[dayglored]

Looks pretty bad.

[dayglored]

Major vulnerability in Windows Kerberos security ... PING!

You can find all the Windows Ping list threads with FR search: just search on keyword "windowspinglist".

Thanks to ShadowAce for the ping!!

[ctdonath2]

Kerberos, or Cerberus, is a mythical three-headed dog that guarded the underworld.
He was named by Hades.
Kerberos means “spotted”.

So yeah:
The god of the Greek underworld named his three-headed guardian dog “Spot”.

[Lurkina.n.Learnin]

Is this just on servers or is it something all users have to worry about?

[deoetdoctrinae]

[SunTzuWu]

Until you read the last line.

[tacticalogic]

It is important to be aware that only organizations that already have a fully compromised domain controller are vulnerable to this technique.

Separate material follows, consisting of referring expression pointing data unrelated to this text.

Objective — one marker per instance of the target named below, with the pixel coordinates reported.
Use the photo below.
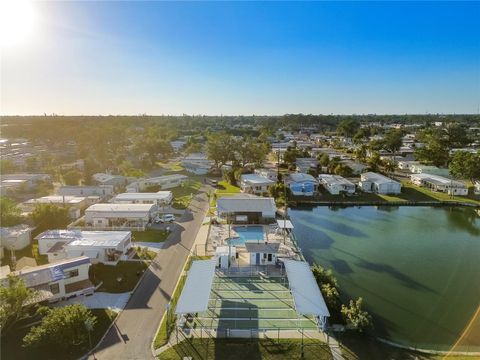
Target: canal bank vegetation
(351, 314)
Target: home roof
(244, 203)
(261, 247)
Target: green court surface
(245, 303)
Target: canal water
(417, 268)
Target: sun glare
(16, 21)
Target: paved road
(132, 334)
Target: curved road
(133, 331)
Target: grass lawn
(182, 195)
(240, 349)
(149, 236)
(356, 347)
(163, 332)
(29, 251)
(227, 188)
(11, 348)
(171, 166)
(128, 271)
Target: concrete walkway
(99, 300)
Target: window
(54, 288)
(71, 273)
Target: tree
(348, 127)
(10, 214)
(16, 302)
(355, 316)
(374, 161)
(50, 217)
(392, 142)
(61, 328)
(7, 167)
(72, 177)
(324, 160)
(465, 165)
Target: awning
(196, 292)
(285, 224)
(306, 294)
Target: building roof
(57, 199)
(438, 180)
(196, 292)
(376, 178)
(113, 208)
(301, 177)
(255, 247)
(86, 238)
(334, 179)
(244, 203)
(256, 179)
(160, 196)
(306, 294)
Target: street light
(89, 326)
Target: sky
(244, 58)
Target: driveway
(99, 300)
(135, 327)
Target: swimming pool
(247, 233)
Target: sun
(17, 18)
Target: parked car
(167, 218)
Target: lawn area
(163, 332)
(149, 236)
(227, 188)
(129, 272)
(356, 347)
(182, 195)
(30, 251)
(11, 348)
(240, 349)
(171, 166)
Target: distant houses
(107, 247)
(164, 182)
(336, 184)
(255, 184)
(197, 163)
(301, 184)
(56, 281)
(160, 198)
(377, 183)
(440, 183)
(248, 209)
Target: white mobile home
(128, 216)
(56, 281)
(103, 191)
(106, 247)
(336, 184)
(15, 237)
(255, 184)
(377, 183)
(160, 198)
(197, 163)
(165, 182)
(440, 183)
(302, 184)
(247, 208)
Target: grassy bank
(12, 349)
(150, 236)
(164, 330)
(117, 279)
(255, 349)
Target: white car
(167, 218)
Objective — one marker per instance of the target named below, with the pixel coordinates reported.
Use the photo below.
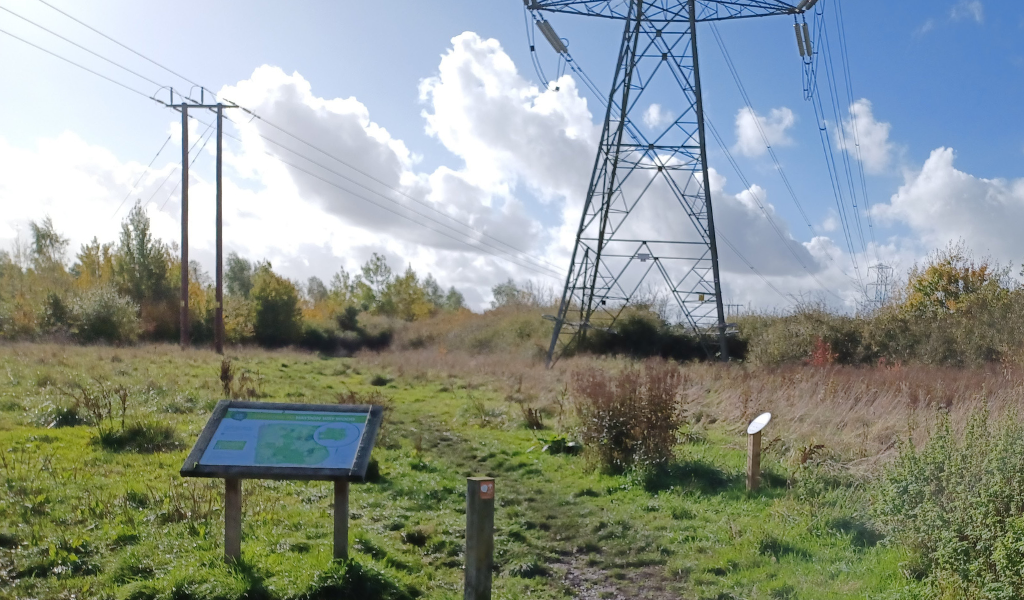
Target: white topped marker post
(754, 451)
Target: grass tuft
(141, 436)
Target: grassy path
(81, 521)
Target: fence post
(479, 537)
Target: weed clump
(629, 419)
(141, 436)
(957, 506)
(351, 580)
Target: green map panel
(229, 444)
(272, 437)
(289, 444)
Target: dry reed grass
(858, 414)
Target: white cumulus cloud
(941, 204)
(655, 116)
(972, 9)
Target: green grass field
(84, 517)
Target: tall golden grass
(857, 413)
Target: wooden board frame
(357, 473)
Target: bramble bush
(957, 507)
(629, 419)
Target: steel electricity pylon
(647, 214)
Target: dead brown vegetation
(856, 413)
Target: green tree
(433, 291)
(275, 302)
(377, 274)
(406, 298)
(49, 249)
(94, 264)
(508, 294)
(141, 264)
(953, 280)
(316, 291)
(454, 300)
(239, 275)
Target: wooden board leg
(341, 519)
(479, 538)
(232, 519)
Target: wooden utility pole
(479, 537)
(184, 226)
(218, 326)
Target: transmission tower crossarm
(673, 10)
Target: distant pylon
(883, 285)
(648, 209)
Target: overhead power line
(205, 138)
(81, 47)
(144, 173)
(139, 54)
(549, 271)
(82, 67)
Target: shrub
(957, 506)
(101, 314)
(629, 419)
(278, 318)
(141, 436)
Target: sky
(439, 118)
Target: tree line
(129, 290)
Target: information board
(285, 441)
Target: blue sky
(938, 74)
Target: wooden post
(218, 320)
(184, 227)
(479, 537)
(341, 519)
(232, 519)
(754, 462)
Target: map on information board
(260, 437)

If they already own your DC you're screwed anyway.

[Organic Panic]

I just had the fun surprise of Windows 10 after about 2 months. One of the updates wiped out the installations of my CAD FEA and CNC software. GREAT!!! And it’s too late to roll it back and the only solution is to upgrade my software...To the tune of $8500. Luckily it’s only one laptop and my old one still works fine.

Back to Windows 7

This admin vulnerability sounds bad. But it sounds to me something Obama is very interested in.

[stylin19a]

The flaw cannot be fixed and the only solution is to introduce and use Microsoft's Credential Guard program

Must be running Windows 10 enterprise edition.

[Ray76]

Taking a peek at the wayback archive shows that MS has known about this since 2014 at least.

[GingisK]

Microsoft crud is just to complex to comprehend. It has gotten well away from its authors. Even USB mice don’t work correctly any longer ... I suppose contact bounce isn’t being taught in Microsoft Land any longer.

[Company Man]

As I understand it Kerberos authentication is only used in enterprise environments.

[r_barton]

Create a bootable Linux Live USB stick and boot your Windows computer. You can see, access, change or delete any file on the hard disk with NO password required. A janitor with a Linux Live USB stick could look at every file on every Windows computer in your office.

[rarestia]

There are numerous safeguards to protect against this.

Use the “Protected Users” group in AD
Turn off Kerberos delegation for privileged users (protects against PTH as well)
Use fine-grained password policies for privileged users and require 15+ character pass phrases
Use attribute-based access control for privileged resources such as domain controllers

You can also change your krbtgt account password on a regular basis. We have ours scripted as a scheduled task that runs weekly. It’s as secure as salting your password hashes.